Predicting Accrual Success for Better Clinical Trial Resource Allocation
Accrual success is a critical determinant for the success of clinical trials. An extensive global data analysis of all terminated trials has revealed that 55% ended due to low accrual rates. These outcomes significantly impact costs for sponsors, academic institutions, researchers, and society at large. If we could predict trial accrual success with high precision before a trial begins, we could avoid allocating resources to trials unlikely to reach their accrual benchmarks, saving valuable time and resources.
Our study focused on creating a computational dataset aimed at predicting clinical trial failure, specifically due to poor accrual, using data from clinicaltrial.gov, which includes information on 57,846 trials. Informed by existing literature and utilizing data-driven natural language processing approaches, we developed this dataset, providing a strong foundation for our modeling efforts.
Incorporating state-of-the-art supervised machine learning techniques, we developed predictive models to identify potential accrual failures in clinical trials. These models demonstrated strong predictive performance that remained stable over a ten year span, as shown by a cross-validation AUC of 0.744 (+/-0.018) and prospective validation AUC of 0.737 (+/-0.038). Our study also improved model calibration and considered the model’s performance with a reject option, enabling its practical application as a decision support tool in various real-world contexts. To our knowledge, this is the pioneering study that develops models predicting clinical trial failure due to accrual based on extensive datasets and a comprehensive set of trial features.
One of the critical issues addressed by our study is the prediction of clinical trial accrual success before trial commencement, thereby allowing early identification of trials unlikely to meet accrual goals. This identification is vital for directing focused and tactical efforts to improve accrual, mitigating wasted resources and enhancing more strategic allocations.
Several existing methods offer predictions of trial accrual, each with notable limitations. For example, cohort identification tools often predict “best-case scenario” accrual by estimating available subjects fitting inclusion/exclusion criteria through electronic health records (EHR). However, such methodologies often overlook factors limiting accrual, such as consent probability, trial design complexity, and recruitment strategies’ effectiveness.
In our study, we overcame several limitations of traditional methods by leveraging comprehensive, multi-faceted datasets and applying sophisticated machine learning protocols. By modeling using intricate, non-linear, and interactive relationships among numerous variables available pre-trial, our models removed the need to rely on estimated accrual rates, a prevalent limitation of prior approaches.
The dataset spans across a broad range of disease types and was manually reviewed to identify failed trials specifically due to accrual, offering a robust basis for creating effective predictive tools. Our approach employed both rule-based and data-driven machine learning natural language processing methods, creating a robust predictive model applicable to a variety of real-world scenarios.
Central to our method is combining historical data modeling with validation on future data through a pseudo-prospective validation process, capturing realistic and practical applications and delivering models well-suited to real-time decision-making.
Importantly, our approach concentrated on predictive modeling that not only identified accrual-related factors but also evaluated the joint predictive capacity of these variables. This comprehensive approach yielded highly predictive models with enhanced calibration, making predicted success probabilities more aligned with actual accrual failure propensities.
Our study concludes that interventions based on accurately predicted trial failure risks, specifically due to poor accrual, can significantly improve recruitment strategies for trials identified as most needing them.
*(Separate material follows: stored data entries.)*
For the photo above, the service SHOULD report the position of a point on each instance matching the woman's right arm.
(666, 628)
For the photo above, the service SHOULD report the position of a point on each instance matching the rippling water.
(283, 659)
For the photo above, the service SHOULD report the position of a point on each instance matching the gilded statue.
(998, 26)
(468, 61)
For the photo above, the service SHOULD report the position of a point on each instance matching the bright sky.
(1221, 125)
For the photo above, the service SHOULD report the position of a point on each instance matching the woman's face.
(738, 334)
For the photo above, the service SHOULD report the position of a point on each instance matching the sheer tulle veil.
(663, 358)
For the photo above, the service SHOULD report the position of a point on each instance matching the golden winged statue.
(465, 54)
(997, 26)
Ultimately, this would enhance clinical trial success rates, benefiting the broader medical and research community.
The accrual success predictive models developed from our study exhibit reliable performance across time, offering robust solutions for real-world clinical trial settings. These models, relying on fewer than fifty easily constructed features, have demonstrated commendable predictive accuracy and calibration.
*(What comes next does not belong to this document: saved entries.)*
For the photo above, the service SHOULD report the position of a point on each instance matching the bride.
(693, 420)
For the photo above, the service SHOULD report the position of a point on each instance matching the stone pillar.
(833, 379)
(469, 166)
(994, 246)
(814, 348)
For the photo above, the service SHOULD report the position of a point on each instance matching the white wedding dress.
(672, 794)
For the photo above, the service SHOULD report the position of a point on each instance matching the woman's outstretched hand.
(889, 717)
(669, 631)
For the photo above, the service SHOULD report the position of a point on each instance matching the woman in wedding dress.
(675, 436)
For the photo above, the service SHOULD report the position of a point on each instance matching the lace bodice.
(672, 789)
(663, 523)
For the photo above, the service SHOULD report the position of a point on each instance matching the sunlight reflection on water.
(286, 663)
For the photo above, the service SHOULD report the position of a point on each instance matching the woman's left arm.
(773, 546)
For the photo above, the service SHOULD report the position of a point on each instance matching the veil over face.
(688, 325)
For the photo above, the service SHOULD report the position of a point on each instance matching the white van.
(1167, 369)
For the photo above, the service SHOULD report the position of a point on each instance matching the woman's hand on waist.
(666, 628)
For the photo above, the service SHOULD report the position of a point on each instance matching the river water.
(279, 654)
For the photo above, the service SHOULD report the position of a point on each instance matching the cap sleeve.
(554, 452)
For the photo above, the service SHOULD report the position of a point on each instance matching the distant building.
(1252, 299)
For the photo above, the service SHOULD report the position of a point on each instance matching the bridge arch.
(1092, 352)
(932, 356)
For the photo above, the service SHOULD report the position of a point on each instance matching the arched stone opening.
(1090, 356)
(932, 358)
This pioneering work not only demonstrates the compelling potential of using advanced data analytics and machine learning to address one of the clinical trial field’s persistent challenges but also sets a foundational precedent for creating more efficient resource allocation strategies in scientific research. Future developments may focus on expanding the use of these models to refine clinical trials further across various domains and improve overall outcomes in medical research.